遠ざかると観衆への御利益が下がるという意味合いもあるのかもしれない。
心の距離は体の彼我距離でもある。
また、神楽殿の構造は心理的な側面でも接近を躊躇させる。
アメリカの建築家、オスカー・ニューマンによれば建築物への侵入に際し物理的障壁のみならず、象徴的障壁も防御能力があるのだという。
例えば見通しの易さ、高低差などがそうだ。
神楽殿は壁が一切なく、段差も一跨ぎで登れないほど高い。
それだけで観衆は容易に近づけないのだし、事実、重度の酔っ払いやタガの外れた人間でもなければ、茶々や横やりを入れようとはしない。
なにより、巫女舞の神聖で厳粛な空気は、言葉を介さずとも不用意に触れてはいけないと誰もが感じ取る。

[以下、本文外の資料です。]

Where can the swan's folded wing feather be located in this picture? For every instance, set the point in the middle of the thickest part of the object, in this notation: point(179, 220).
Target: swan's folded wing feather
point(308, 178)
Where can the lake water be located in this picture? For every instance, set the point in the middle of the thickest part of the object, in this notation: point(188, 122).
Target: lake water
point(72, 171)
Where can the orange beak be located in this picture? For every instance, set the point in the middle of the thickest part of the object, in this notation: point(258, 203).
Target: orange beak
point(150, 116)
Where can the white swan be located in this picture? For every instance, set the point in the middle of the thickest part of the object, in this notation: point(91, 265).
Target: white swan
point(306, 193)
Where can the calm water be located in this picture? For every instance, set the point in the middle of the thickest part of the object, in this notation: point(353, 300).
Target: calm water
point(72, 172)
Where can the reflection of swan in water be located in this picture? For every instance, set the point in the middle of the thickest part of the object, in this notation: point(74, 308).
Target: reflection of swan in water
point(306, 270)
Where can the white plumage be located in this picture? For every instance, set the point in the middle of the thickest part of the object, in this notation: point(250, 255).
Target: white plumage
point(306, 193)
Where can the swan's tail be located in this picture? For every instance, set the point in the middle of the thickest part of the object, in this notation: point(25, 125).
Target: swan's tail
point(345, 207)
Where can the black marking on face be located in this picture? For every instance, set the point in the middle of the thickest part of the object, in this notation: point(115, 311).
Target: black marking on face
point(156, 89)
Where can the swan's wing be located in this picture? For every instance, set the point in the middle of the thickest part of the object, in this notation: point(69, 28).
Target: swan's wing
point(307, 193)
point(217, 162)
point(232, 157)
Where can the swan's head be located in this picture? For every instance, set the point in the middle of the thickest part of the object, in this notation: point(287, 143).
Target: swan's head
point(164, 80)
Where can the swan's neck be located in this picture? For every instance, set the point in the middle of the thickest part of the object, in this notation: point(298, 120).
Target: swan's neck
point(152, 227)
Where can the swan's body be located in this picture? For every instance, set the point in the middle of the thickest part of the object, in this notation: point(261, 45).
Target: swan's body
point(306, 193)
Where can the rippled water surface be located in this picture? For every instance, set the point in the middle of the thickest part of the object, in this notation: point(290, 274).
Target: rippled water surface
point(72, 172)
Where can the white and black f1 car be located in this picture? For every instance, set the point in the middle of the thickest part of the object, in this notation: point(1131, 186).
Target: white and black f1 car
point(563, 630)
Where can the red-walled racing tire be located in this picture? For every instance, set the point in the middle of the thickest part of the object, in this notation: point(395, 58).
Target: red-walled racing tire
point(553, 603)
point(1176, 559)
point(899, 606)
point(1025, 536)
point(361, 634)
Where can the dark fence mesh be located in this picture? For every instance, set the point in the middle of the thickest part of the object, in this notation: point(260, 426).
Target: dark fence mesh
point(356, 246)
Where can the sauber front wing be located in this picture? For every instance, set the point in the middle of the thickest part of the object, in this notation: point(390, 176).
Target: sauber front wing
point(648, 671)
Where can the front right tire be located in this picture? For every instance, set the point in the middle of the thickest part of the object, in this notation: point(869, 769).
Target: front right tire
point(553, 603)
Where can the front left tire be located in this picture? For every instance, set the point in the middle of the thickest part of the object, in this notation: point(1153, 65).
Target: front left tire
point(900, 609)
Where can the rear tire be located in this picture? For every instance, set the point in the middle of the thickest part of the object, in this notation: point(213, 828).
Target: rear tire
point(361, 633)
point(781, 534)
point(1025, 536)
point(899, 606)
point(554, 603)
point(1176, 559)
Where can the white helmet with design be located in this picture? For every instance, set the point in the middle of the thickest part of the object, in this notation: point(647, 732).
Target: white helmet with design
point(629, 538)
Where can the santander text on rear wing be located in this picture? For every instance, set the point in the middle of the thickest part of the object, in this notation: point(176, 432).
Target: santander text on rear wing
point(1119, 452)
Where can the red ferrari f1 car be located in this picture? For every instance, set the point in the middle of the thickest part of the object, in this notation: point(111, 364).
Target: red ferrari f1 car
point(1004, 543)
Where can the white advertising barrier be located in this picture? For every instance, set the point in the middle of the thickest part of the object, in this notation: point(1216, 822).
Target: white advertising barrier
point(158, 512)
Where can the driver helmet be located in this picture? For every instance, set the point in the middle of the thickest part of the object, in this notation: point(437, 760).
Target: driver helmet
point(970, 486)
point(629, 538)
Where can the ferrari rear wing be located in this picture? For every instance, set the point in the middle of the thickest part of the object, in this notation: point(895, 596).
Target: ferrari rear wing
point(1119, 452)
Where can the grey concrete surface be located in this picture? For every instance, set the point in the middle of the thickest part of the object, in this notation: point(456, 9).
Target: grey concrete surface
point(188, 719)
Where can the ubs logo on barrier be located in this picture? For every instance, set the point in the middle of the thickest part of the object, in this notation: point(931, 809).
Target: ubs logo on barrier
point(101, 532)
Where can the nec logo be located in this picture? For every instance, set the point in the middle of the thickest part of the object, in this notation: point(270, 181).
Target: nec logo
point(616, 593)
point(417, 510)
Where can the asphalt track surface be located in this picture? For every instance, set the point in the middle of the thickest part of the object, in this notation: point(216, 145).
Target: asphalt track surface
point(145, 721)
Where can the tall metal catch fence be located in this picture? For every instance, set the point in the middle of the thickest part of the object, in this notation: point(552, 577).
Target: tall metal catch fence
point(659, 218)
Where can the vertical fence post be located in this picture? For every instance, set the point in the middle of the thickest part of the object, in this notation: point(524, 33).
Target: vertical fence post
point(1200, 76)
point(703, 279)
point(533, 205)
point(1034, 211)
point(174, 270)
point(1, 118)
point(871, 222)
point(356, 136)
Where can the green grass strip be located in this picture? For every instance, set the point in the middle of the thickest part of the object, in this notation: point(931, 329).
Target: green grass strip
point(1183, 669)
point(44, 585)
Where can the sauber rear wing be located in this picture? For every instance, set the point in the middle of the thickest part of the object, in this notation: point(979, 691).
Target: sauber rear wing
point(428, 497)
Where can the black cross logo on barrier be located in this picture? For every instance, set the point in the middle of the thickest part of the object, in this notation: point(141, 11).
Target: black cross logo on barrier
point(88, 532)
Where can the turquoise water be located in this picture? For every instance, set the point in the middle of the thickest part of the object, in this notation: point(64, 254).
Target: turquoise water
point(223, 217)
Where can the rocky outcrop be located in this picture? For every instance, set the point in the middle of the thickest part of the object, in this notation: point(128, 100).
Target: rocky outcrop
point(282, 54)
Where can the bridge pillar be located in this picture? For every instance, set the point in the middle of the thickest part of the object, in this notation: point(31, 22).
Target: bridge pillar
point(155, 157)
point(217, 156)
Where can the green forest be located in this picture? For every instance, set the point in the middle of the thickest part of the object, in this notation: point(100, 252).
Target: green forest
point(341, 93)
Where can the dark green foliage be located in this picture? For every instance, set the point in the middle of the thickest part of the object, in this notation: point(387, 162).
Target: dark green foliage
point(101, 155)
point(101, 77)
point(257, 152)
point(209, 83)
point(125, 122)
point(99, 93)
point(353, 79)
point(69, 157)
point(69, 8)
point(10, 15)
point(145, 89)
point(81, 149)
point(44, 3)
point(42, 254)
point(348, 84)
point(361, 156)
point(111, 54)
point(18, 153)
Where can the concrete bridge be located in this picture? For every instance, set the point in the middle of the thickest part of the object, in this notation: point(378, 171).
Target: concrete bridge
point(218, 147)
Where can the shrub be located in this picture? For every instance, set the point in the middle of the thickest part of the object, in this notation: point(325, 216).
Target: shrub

一見あけすけであるが、目に映らない強固な壁が立ち塞がっていた。
「懐かしいね。覚えてる?」
隣で結城がそう言った。
懐かしい……思い出す。
そうだ、この巫女舞は経験がある。
「ん……あぁ、そうだね」
まだ小学校中学年頃だったか、子供会の行事で参加した。
地元の子供が地域の文化に触れる、とかそんな名目で子供会に所属する児童に巫女舞を体験させている。
今でもまだ続いているはずだ。
仮心市すべての子供会は参加しない。
神社に比較的近隣に限る。
僕らは仮心市子供会さくら組。その近隣に含まれていた。
実際に祭りの本番で舞う訳ではない。
振りつけを教え、体操着か何かで巫女舞の真似事をする。
実地を伴わない子供念仏みたいなものだ。
ただ、それをきっかけに後々舞者と成る者もいる。
興味の間口となっている面もあった。
年々、少子化で厳しくなっていく伝統文化の継承者不足問題。
この巫女舞もまた例外ではない。
物として残らない以上、人伝てに継がせていかなくてはいつか廃れてしまう。
実体がないから、忘れられてしまう。
結城は、当時のグループの中でも秀でていた。
おそらく近年でも屈指のコピーダンス能力者だっただろう。
神社関係者が巫女舞の習得を勧めていた。子供たちの中に才能の芽があれば勧誘していたようだ。
だが彼は首を縦に振らなかったし、関わったのもそれっきりだ。理由は聞いていないが、興味がなかったのかもしれない。
また、その頃から彼は女装をしていた。
舞者たちはあくまで巫女装と女性の面を着けただけの女装だから、女性と遜色のない容姿の結城はより適役だった。
ここまで少女そのものは、探してもそうそういない。
もしその道を進んでいたら、ちょっとした有名人になっていた可能性もある。
「結城って、完成度高いよね」
彼は僕の発言にきょとんとしていたが、すぐにぷっと噴き出した。
意図が伝わったか伝わらなかったのか、袖で口元を隠し、クスクス笑った。